— Ну что ты нёхаешься, ей-Богу, смотри, сколько я за это время нарубила, а ты — еле-еле душа в теле! Как родюха…
«Нёхаться» на бабушкином языке означает «волынить», а «нёха», соответственно — неповоротливый, ленивый человек.
Потом слои капусты с морковкой щедро сдабривали крупной, желтовато-голубой, «лошадиной солью», и я был уверен, что соль эту делают в хозчасти для лошадей. Солью капусту именно сдабривали, потому что бабушка приговаривала: «соль — добро есть». Эта лошадиная соль часто была с черной грязью, но грязь никого не смущала. Все любили эту копеечную соль — слава Богу, наконец-то можно не жаться, не экономить!
Может, потому и горчила капуста?..
Когда еще жили с нами мама и папа, маме поневоле приходилось помогать, хотя в покровский хмурый вечер, да с холодным дождичком, она приходила с работы уже затемно, усталая и продрогшая, а согреться никак нельзя, ведь печку на Покров бабушка не топила — изо всех дел в этот особый день было только одно: нарубить капусты на год вперед, ни на что другое не отвлекались. Папа не участвовал в капустных хлопотах, читал газеты — смотреть телевизор он все-таки стеснялся.
На святое бабушкино право — рубить капусту исключительно в Покров-день — мама и папа не покушались. Они, убежденные и бездумные коммунисты, почему-то верили, что капуста, засоленная по старинным приметам, будет обязательно вкусней и слаще, сделается хрусткой и приятно-пряной.

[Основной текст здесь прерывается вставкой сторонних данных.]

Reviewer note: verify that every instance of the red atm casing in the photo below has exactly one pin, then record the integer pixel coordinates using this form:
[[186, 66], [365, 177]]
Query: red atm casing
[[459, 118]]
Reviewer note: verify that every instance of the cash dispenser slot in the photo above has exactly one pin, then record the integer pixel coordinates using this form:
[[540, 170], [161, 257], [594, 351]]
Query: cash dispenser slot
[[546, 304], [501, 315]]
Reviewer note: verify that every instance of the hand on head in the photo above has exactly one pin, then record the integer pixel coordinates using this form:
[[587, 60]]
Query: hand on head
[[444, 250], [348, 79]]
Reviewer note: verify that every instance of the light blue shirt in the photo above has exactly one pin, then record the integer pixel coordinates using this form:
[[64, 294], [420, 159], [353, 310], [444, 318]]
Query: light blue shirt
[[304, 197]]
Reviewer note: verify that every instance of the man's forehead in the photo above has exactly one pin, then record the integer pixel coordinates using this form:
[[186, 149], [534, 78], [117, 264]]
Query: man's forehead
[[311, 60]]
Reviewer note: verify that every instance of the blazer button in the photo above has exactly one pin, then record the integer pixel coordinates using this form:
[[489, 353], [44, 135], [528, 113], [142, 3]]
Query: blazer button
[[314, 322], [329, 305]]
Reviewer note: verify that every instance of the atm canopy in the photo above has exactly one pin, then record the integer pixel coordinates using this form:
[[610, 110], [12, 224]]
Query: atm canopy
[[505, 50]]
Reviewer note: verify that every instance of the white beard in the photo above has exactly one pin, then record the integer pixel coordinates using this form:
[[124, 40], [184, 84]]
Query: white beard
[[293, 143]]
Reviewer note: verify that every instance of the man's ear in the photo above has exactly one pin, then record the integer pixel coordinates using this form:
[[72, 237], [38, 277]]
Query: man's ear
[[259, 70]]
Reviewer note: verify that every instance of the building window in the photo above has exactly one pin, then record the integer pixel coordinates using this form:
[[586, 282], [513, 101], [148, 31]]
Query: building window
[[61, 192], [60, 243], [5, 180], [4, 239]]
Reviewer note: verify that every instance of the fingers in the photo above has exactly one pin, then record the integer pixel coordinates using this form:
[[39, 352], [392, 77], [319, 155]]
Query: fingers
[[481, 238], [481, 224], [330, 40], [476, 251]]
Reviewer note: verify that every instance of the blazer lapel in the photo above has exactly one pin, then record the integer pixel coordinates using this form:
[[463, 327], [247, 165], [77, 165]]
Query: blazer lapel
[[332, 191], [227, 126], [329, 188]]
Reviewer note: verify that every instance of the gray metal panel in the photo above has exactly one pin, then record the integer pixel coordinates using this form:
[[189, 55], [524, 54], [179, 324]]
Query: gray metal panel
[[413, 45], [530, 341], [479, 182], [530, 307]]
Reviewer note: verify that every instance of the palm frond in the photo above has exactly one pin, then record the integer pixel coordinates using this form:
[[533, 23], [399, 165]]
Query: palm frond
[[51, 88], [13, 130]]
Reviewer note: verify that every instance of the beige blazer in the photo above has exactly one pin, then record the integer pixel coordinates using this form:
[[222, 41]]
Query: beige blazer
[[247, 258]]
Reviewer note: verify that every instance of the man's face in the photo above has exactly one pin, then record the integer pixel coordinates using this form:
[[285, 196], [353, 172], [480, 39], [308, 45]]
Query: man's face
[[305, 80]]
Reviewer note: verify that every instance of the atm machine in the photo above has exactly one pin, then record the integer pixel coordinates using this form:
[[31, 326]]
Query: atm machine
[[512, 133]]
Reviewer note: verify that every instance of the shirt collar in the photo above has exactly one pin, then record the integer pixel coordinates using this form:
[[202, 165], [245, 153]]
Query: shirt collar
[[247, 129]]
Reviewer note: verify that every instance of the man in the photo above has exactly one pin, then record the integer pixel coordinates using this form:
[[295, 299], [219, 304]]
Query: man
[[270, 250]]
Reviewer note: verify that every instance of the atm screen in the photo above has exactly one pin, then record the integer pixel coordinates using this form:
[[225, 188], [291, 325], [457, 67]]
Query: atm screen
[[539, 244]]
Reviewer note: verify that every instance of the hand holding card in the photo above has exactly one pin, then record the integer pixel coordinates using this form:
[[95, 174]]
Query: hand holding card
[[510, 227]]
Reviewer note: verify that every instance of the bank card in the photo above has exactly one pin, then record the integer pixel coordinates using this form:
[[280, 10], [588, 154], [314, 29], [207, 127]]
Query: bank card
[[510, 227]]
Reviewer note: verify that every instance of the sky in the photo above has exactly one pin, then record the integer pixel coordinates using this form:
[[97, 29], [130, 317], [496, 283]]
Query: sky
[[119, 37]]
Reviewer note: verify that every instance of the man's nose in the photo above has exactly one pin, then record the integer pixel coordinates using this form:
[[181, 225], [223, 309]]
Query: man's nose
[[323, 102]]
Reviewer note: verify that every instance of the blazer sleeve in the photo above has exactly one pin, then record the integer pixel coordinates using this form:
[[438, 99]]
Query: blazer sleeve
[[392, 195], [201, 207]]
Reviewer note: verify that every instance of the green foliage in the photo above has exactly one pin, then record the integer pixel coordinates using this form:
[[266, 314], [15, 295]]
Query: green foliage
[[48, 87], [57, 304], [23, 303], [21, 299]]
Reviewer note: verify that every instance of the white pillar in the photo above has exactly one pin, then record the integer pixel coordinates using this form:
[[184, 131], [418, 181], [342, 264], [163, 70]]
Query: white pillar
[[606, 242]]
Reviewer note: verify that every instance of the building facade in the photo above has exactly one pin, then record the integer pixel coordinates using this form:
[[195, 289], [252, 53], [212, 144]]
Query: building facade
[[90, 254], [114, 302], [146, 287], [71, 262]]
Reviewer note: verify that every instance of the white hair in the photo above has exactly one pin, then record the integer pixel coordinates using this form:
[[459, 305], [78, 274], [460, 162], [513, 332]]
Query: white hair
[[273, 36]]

Увы, она такой не делалась.
После того, как бабушка по беспрекословному велению папы отвезла большие иконы в церковь, а маленькие спрятала в сундуке, в чулане, она больше никогда не молилась дома — боялась папы. Но, помню, на Пасху 1970-го, перед чемпионатом мира по футболу, она принесла из церкви свяченые куличи, яйца, крашеные отваром луковой шелухи и творог с изюминками, выложенными в виде букв — И. С. Х. Р. Вот именно так, да с точками-изюминками. И папа ел с удовольствием, и мама, и даже все целовались при этом, и нас с сестренкой Катей целовали больше обычного.
— Что это? — спросил я бабушку украдкой, детским чутьем понимая, что тут что-то запретное. — Что это за И. С. Х. Р.?
— Это — Исус Христос, — говорила бабушка таинственно. — ИС — Исус, ХР — Христос.
И добавляла:
— Спас это.
— А кого он спас? — допытывался я, вспоминая рассказы о героях, спасавших тонущих на льдине рыбаков и полярников.
— Он всех спас, — начинала сердиться бабушка.
— Кого — всех? — нудил я.
— Ты не будь таким наянистым! — сворачивала разговор бабушка, и я уже больше ни о чем не спрашивал.
Я ей не верил. Что значит: «всех спас»? Разве можно спасти всех? Разве все-все тонули на льдине? Нет, не все тонули.